Search This Blog

Friday, October 31, 2014

Capturing continued – building a fully functional demo

Another way of using the capturing features of Roxy is for building a demo quickly. For instance by generating a basic search app using the Application Builder, capturing that with Roxy, and then republishing it again after customizing it in every possible way you like. I gave a live demonstration of doing that in the MarkLogic User Group Benelux meetup 'Stop horsing around with NoSQL — How to Build a NoSQL Demo to Impress Your Boss'. This article gives full details on that demo.

Capturing and redeploying an Application Builder app basically comes down to the following steps:

  1. Create and deploy a Roxy REST project
  2. Use Roxy MLCP features to ingest data
  3. Use Roxy to deploy the analyze-data tool
  4. Create indexes using the analyze-data tool
  5. Create an App-Builder project for the content db of the Roxy project
  6. Run through the App-Builder wizard and deploy
  7. Use Roxy capture to capture the app-builder project
  8. Customize the app-builder code
  9. Redeploy to the Roxy project

And that is it. Roughly 7 steps to build a fully running demo, and then you can customize it any way you like, and redeploy as much and anywhere you like.

I’ll run through some details briefly, point to other blog articles of mine that are relevant, and wrap up with links to code, data and recordings of the live demo.

Other capture parameters


My previous blog article ‘Capturing MarkLogic applications with Roxy’ discusses capturing MarkLogic applications in general. It also mentions creating a new Roxy project, and various commands useful for capturing an Application Builder application.

In addition there is one other previously not mentioned capture flag that could be of interest. It is another way to capture configurations, but not all of them at once. Instead it just captures databases and servers matching the current Roxy project. Just use --ml-config instead of --full-ml-config:

./ml local capture --ml-config

This capture command runs faster as it is capturing much less, and you can often find the settings you are looking for easier, as the resulting ml-config file is much smaller.

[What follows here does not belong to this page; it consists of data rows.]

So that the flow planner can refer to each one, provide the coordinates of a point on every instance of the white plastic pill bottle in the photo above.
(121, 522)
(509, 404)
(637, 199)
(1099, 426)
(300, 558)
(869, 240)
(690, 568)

It actually allows targeting specific databases, and servers using extra parameters --databases and --servers:

./ml local capture --ml-config --databases=App-Services,Extensions,Fab --servers=App-Services

Loading data


Using MLCP features of Roxy was discussed briefly as well in my previous article. MLCP allows ingesting data directly from compressed archives, which is very convenient. You can also apply a transform while ingesting. The demo material contains runnable examples of both. Below just a little example of how such a command-line could look like:

./ml local mlcp import -input_file_path ../sample-data/horse-racing/ -input_compressed
-transform_module /ingest/ingest-events-with-geo.xqy -transform_namespace http://marklogic.com/demo

Analyzing data


The analyze-data tool is described in one of my earlier blog articles ‘Analyze your data!‘. Just a very crude tool, and far from flawless, but it can often be useful to get a jumpstart with it, just to get you going quickly.

Customizing app-builder projects


A brief word on customizing app-builder projects: if you intend to push the changes back into the modules database generated by the wizard itself, then make sure to put any customizations into the /application/custom/ folder. Not that there is much reason to push files back there if you can push them to anywhere with Roxy.

Doing so makes sure not only that you can go back to the wizard, make some changes, and redeploy, but also that you can recapture it with Roxy. Roxy will refresh the files in the src/ folder of Roxy, but will leave src/application/custom/ untouched. That means you can go back and forth between the wizard, and your own customizations as many times as you like!

The demo material


The demo material consists of:


The cheatsheet contains a brief intro, and a long list of all commands and steps you need to go through to run the entire demo yourself. Note that you need to go down on some slides to not miss steps!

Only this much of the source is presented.